Psiquiatria da Infância e Adolescência

O Plano de saúde 2005/2010 reconhece haver informações limitadas sobre doenças psiquiátricas, havendo uma estimativa de qua a prevalência em doenças mentais na população geral esteja por volta de 30% dos adultos. 


Existem poucos estudos na infância e adolescência. No entanto, o mais recente trabalho brasileiro de Fleitlich-Bilyk e Goodman, 2004  realizado em Taubaté-SP revela uma prevalência de 12,5% de transtornos mentais na infância e adolescência, enfocando a faixa etária entre 07 e 14 anos.

 

Trata-se de um número significativo de pessoas em desenvolvimento e, isso significa que os sintomas perturbadores não-tratados podem acarretar intensos e talvez, irrecuperáveis prejuízos ao longo da vida. Há que se pensar que as crianças e adolescentes estão em formação de conceitos, juízo, personalidade, auto-estima, auto–confiança e principalmente de aprendizado.

 

Sabe-se que muitos transtornos psiquiátricos dos adultos tiveram início na infância e adolescência e não foram tratados. 

 

É muito importante que haja a clareza que crianças não são adultos em miniaturas.
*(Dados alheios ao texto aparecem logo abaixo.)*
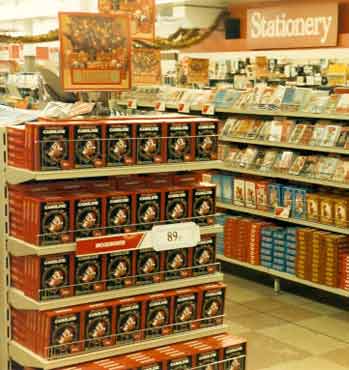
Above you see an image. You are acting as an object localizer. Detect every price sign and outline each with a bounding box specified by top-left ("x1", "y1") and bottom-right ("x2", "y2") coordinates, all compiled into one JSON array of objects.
[
  {"x1": 152, "y1": 222, "x2": 200, "y2": 251},
  {"x1": 177, "y1": 103, "x2": 190, "y2": 113},
  {"x1": 201, "y1": 104, "x2": 215, "y2": 116},
  {"x1": 154, "y1": 101, "x2": 166, "y2": 112},
  {"x1": 127, "y1": 99, "x2": 137, "y2": 109},
  {"x1": 275, "y1": 206, "x2": 291, "y2": 218}
]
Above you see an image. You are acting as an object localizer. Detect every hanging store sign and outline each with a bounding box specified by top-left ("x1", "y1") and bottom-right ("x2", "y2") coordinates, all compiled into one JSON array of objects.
[
  {"x1": 132, "y1": 48, "x2": 161, "y2": 86},
  {"x1": 247, "y1": 3, "x2": 338, "y2": 50},
  {"x1": 98, "y1": 0, "x2": 156, "y2": 41}
]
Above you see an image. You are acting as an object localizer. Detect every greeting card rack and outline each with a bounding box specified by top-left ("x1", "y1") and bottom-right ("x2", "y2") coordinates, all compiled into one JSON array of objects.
[
  {"x1": 0, "y1": 126, "x2": 225, "y2": 370},
  {"x1": 118, "y1": 101, "x2": 349, "y2": 298}
]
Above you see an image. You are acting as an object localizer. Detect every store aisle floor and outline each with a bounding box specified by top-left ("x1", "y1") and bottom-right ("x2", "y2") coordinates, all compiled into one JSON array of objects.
[{"x1": 225, "y1": 273, "x2": 349, "y2": 370}]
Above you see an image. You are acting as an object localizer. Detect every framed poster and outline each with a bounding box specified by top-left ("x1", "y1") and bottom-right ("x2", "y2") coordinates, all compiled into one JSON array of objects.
[
  {"x1": 132, "y1": 48, "x2": 161, "y2": 86},
  {"x1": 98, "y1": 0, "x2": 121, "y2": 13},
  {"x1": 59, "y1": 13, "x2": 132, "y2": 91},
  {"x1": 98, "y1": 0, "x2": 156, "y2": 40},
  {"x1": 187, "y1": 58, "x2": 209, "y2": 84}
]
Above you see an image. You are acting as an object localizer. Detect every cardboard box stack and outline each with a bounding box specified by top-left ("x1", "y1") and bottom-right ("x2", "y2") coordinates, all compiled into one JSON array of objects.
[
  {"x1": 339, "y1": 253, "x2": 349, "y2": 290},
  {"x1": 261, "y1": 226, "x2": 282, "y2": 268},
  {"x1": 224, "y1": 216, "x2": 270, "y2": 265},
  {"x1": 296, "y1": 229, "x2": 349, "y2": 288},
  {"x1": 286, "y1": 227, "x2": 297, "y2": 275}
]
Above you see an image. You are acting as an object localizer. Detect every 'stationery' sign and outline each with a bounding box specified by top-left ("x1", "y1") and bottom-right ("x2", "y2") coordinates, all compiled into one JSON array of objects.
[{"x1": 247, "y1": 3, "x2": 338, "y2": 49}]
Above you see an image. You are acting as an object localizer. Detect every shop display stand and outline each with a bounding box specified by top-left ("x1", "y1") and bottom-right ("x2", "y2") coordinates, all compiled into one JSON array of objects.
[
  {"x1": 118, "y1": 101, "x2": 349, "y2": 298},
  {"x1": 0, "y1": 127, "x2": 11, "y2": 370},
  {"x1": 0, "y1": 128, "x2": 226, "y2": 370},
  {"x1": 217, "y1": 255, "x2": 349, "y2": 298}
]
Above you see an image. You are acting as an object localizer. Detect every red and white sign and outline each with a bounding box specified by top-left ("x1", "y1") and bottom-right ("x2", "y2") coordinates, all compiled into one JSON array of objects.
[
  {"x1": 154, "y1": 101, "x2": 166, "y2": 112},
  {"x1": 127, "y1": 99, "x2": 137, "y2": 109},
  {"x1": 76, "y1": 233, "x2": 146, "y2": 256},
  {"x1": 201, "y1": 104, "x2": 215, "y2": 116},
  {"x1": 177, "y1": 103, "x2": 190, "y2": 113}
]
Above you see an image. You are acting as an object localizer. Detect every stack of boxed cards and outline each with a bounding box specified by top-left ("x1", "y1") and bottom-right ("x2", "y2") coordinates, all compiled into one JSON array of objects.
[
  {"x1": 322, "y1": 234, "x2": 349, "y2": 287},
  {"x1": 296, "y1": 228, "x2": 314, "y2": 280},
  {"x1": 261, "y1": 227, "x2": 282, "y2": 268},
  {"x1": 310, "y1": 231, "x2": 329, "y2": 284},
  {"x1": 286, "y1": 227, "x2": 297, "y2": 275},
  {"x1": 216, "y1": 214, "x2": 228, "y2": 254},
  {"x1": 272, "y1": 228, "x2": 286, "y2": 272},
  {"x1": 246, "y1": 219, "x2": 271, "y2": 265},
  {"x1": 210, "y1": 172, "x2": 234, "y2": 204},
  {"x1": 339, "y1": 254, "x2": 349, "y2": 290}
]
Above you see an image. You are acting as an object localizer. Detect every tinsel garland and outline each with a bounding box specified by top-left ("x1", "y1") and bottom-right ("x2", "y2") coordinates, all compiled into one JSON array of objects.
[{"x1": 0, "y1": 10, "x2": 228, "y2": 50}]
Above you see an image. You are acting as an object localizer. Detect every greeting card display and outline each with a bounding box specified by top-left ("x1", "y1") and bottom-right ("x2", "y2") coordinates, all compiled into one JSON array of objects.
[{"x1": 59, "y1": 13, "x2": 131, "y2": 91}]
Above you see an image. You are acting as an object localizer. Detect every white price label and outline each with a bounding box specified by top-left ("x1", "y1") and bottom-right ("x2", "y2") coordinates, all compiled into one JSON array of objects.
[
  {"x1": 201, "y1": 104, "x2": 215, "y2": 116},
  {"x1": 154, "y1": 101, "x2": 166, "y2": 112},
  {"x1": 127, "y1": 99, "x2": 137, "y2": 109},
  {"x1": 177, "y1": 103, "x2": 190, "y2": 113},
  {"x1": 152, "y1": 222, "x2": 201, "y2": 251}
]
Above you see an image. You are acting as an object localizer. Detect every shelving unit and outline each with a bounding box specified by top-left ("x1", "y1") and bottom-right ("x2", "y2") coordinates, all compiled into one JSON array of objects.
[
  {"x1": 0, "y1": 123, "x2": 226, "y2": 370},
  {"x1": 121, "y1": 97, "x2": 349, "y2": 298},
  {"x1": 9, "y1": 325, "x2": 226, "y2": 370},
  {"x1": 220, "y1": 136, "x2": 349, "y2": 155},
  {"x1": 118, "y1": 101, "x2": 349, "y2": 121},
  {"x1": 217, "y1": 255, "x2": 349, "y2": 298},
  {"x1": 6, "y1": 161, "x2": 220, "y2": 185},
  {"x1": 8, "y1": 272, "x2": 223, "y2": 311},
  {"x1": 8, "y1": 225, "x2": 223, "y2": 257},
  {"x1": 216, "y1": 162, "x2": 349, "y2": 189},
  {"x1": 217, "y1": 202, "x2": 349, "y2": 235}
]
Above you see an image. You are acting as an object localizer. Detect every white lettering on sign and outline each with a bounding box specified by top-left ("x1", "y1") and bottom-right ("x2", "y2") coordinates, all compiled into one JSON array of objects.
[
  {"x1": 251, "y1": 11, "x2": 333, "y2": 44},
  {"x1": 96, "y1": 240, "x2": 126, "y2": 249}
]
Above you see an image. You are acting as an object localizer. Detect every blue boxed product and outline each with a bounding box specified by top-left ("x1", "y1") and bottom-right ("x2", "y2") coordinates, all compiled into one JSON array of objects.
[
  {"x1": 287, "y1": 248, "x2": 297, "y2": 258},
  {"x1": 262, "y1": 227, "x2": 276, "y2": 238},
  {"x1": 274, "y1": 242, "x2": 287, "y2": 252},
  {"x1": 272, "y1": 265, "x2": 286, "y2": 272},
  {"x1": 274, "y1": 239, "x2": 286, "y2": 248},
  {"x1": 261, "y1": 248, "x2": 273, "y2": 257},
  {"x1": 286, "y1": 227, "x2": 298, "y2": 237},
  {"x1": 273, "y1": 228, "x2": 286, "y2": 241},
  {"x1": 261, "y1": 254, "x2": 273, "y2": 263},
  {"x1": 261, "y1": 258, "x2": 273, "y2": 268},
  {"x1": 273, "y1": 250, "x2": 286, "y2": 259},
  {"x1": 292, "y1": 189, "x2": 307, "y2": 219},
  {"x1": 211, "y1": 174, "x2": 222, "y2": 200},
  {"x1": 282, "y1": 186, "x2": 294, "y2": 212},
  {"x1": 286, "y1": 235, "x2": 297, "y2": 243},
  {"x1": 221, "y1": 174, "x2": 234, "y2": 203},
  {"x1": 268, "y1": 184, "x2": 282, "y2": 211},
  {"x1": 262, "y1": 235, "x2": 273, "y2": 244},
  {"x1": 273, "y1": 257, "x2": 286, "y2": 266}
]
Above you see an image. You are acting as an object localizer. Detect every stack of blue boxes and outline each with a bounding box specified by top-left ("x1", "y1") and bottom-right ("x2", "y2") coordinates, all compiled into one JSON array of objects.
[
  {"x1": 272, "y1": 228, "x2": 287, "y2": 272},
  {"x1": 216, "y1": 214, "x2": 229, "y2": 255},
  {"x1": 211, "y1": 173, "x2": 234, "y2": 204},
  {"x1": 286, "y1": 227, "x2": 297, "y2": 275},
  {"x1": 261, "y1": 226, "x2": 282, "y2": 268}
]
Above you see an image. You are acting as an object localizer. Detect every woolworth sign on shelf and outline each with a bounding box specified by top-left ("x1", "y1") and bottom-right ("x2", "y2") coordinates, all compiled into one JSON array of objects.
[{"x1": 247, "y1": 2, "x2": 338, "y2": 50}]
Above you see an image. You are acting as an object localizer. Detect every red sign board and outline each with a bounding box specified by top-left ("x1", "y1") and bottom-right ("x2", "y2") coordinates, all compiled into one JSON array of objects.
[{"x1": 76, "y1": 233, "x2": 145, "y2": 256}]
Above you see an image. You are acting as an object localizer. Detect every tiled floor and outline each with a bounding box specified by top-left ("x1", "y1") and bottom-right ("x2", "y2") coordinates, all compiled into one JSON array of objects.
[{"x1": 225, "y1": 273, "x2": 349, "y2": 370}]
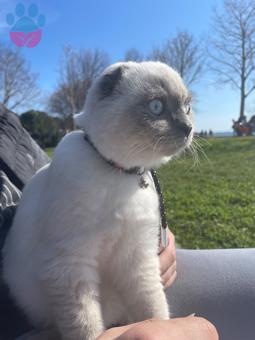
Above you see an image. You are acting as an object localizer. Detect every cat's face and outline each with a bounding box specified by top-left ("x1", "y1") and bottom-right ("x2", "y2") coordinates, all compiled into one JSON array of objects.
[{"x1": 84, "y1": 62, "x2": 194, "y2": 167}]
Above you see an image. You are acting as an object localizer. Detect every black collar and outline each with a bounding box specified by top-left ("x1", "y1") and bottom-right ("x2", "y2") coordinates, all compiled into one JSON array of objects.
[{"x1": 84, "y1": 133, "x2": 168, "y2": 236}]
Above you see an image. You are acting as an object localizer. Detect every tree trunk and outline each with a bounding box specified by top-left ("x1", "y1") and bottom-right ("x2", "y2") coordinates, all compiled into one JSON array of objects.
[{"x1": 239, "y1": 89, "x2": 245, "y2": 120}]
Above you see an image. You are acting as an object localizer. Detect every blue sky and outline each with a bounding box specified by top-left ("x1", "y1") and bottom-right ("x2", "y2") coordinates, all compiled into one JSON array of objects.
[{"x1": 0, "y1": 0, "x2": 255, "y2": 131}]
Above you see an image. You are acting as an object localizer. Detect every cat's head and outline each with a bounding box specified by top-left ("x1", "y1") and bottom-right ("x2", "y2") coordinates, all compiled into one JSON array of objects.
[{"x1": 76, "y1": 61, "x2": 194, "y2": 168}]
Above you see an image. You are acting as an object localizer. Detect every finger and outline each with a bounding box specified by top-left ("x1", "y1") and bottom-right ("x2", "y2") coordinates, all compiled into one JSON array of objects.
[
  {"x1": 161, "y1": 261, "x2": 177, "y2": 284},
  {"x1": 164, "y1": 271, "x2": 177, "y2": 289},
  {"x1": 159, "y1": 235, "x2": 176, "y2": 275}
]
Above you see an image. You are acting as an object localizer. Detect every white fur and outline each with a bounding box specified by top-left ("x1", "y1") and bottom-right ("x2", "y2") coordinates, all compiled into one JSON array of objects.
[{"x1": 4, "y1": 61, "x2": 193, "y2": 340}]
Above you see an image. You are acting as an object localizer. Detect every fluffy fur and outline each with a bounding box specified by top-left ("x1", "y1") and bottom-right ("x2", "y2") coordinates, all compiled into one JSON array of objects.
[{"x1": 4, "y1": 62, "x2": 193, "y2": 340}]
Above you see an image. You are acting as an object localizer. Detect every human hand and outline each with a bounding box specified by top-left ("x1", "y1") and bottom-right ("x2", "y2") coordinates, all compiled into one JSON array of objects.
[
  {"x1": 97, "y1": 317, "x2": 219, "y2": 340},
  {"x1": 159, "y1": 230, "x2": 177, "y2": 289}
]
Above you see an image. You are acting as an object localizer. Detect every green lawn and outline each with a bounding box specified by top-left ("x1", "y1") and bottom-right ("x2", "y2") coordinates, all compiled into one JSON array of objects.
[
  {"x1": 47, "y1": 137, "x2": 255, "y2": 248},
  {"x1": 159, "y1": 137, "x2": 255, "y2": 248}
]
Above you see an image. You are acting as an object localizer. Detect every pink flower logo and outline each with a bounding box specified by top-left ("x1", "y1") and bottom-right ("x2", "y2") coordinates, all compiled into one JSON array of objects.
[{"x1": 6, "y1": 3, "x2": 46, "y2": 48}]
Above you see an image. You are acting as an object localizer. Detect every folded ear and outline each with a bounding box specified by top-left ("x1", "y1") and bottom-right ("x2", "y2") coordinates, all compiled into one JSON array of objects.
[
  {"x1": 99, "y1": 66, "x2": 123, "y2": 98},
  {"x1": 73, "y1": 112, "x2": 85, "y2": 128}
]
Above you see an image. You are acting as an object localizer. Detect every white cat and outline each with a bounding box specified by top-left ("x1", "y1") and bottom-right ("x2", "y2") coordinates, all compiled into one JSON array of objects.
[{"x1": 4, "y1": 62, "x2": 193, "y2": 340}]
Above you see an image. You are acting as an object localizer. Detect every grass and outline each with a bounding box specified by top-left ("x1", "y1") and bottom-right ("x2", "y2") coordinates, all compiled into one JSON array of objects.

Possuem toda uma particulariedade relacionada ao seu desenvolvimento, aspectos biológicos, genéticos e a influência do meio de criação.

 

A avaliação dos pontos positivos do desenvolvimento (competências), bem como da psicopatologia (áreas de necessidade), é essencial para uma avaliação psiquiátrica completa da criança, do adolescente e de sua família.

 

As queixas que levam os pais a procurar um psiquiatra são baseadas na observação no ambiente familiar, social e na escola. A maioria das síndromes psiquiátricas infantis envolve uma combinação de quatro áreas principais:

1- Sintomas emocionais

2- Problemas de conduta

3- Atrasos do desenvolvimento

4- Dificuldades de relacionamento.

 

A avaliação psiquiátrica, na vigência de demanda, orienta a indicação de tratamento, que pode ser bastante variado nesta faixa etária, como farmacoterapia, psicoterapia, fonoaudiologia, psicopedagogia, arteterapia,  fisioterapia etc.

 

O cuidado com a saúde mental de crianças e adolescentes justifica-se pelos  benefícios da intervenção precoce.